Lafontaine is adopting the policies of the AfD not to weaken it, but because he agrees with the neo-fascists on fundamental issues. In his interview, he does not rule out cooperation with right-wing extremists. The sister party of the Left Party in Greece, Syriza, has been in coalition with the far-right Independent Greeks for many years and is implementing ferocious social cuts along with them.

The political overlap with the AfD is not limited to refugee policy. In the face of escalating trade wars and growing conflicts between the major powers, Lafontaine and Wagenknecht invoke the so-called national interest. “Our key industries must not be destroyed by international hedge funds, which are concerned only with making quick returns, as is currently the case at Thyssen-Krupp,” says Wagenknecht.

“Social equality and democracy currently work only within individual states. On a global level, there is no leverage for it,” continues the Left Party parliamentary faction leader. “Of course, states must protect their citizens from [social] dumping.”

This is exactly the argument used to justify trade wars. Regarding the US, Wagenknecht declares, “We should not subordinate ourselves to a policy that contradicts our interests.”

Lafontaine and Wagenknecht model themselves on the French politician Jean-Luc Mélenchon and his party Indomitable France. The supposedly “left” Mélenchon embraces nationalism and militarism and calls for the reintroduction of compulsory military service.

It is not surprising that #Standup has been welcomed by the Frankfurter Allgemeine Zeitung, which has already courted the AfD. Jasper von Altenbockum, who in 2015 demanded that the AfD be “given a chance,” is impressed above all by the form of the movement, which renounces democratic processes and principles. “They contrast the model of representative democracy with the model of a direct Führer-Demokratie (leader democracy),” he writes, “and thus feed the yearning that the ‘majority’ or the ‘people’s will’ once again call the shots.”

He continues: “Anti-liberalism and immigration criticism” bring to mind the AfD. “What they say about skill shortages and migration or integration could also come from the right wing of the CDU, if it still existed.”
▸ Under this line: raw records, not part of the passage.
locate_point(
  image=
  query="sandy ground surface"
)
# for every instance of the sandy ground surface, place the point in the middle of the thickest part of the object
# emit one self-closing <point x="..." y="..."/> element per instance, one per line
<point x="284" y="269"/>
In fact, the CDU has not lost its right wing. The whole party—as well as the CSU and the SPD—has moved far to the right and the grand coalition is putting the right-wing AfD’s program into action. But the return of militarism, the anti-refugee agitation and the social cuts are provoking the resistance of broad social layers, as seen most recently in the mass demonstrations in Munich and Berlin. Wagenknecht and Lafontaine offer their services to suppress and intimidate this opposition.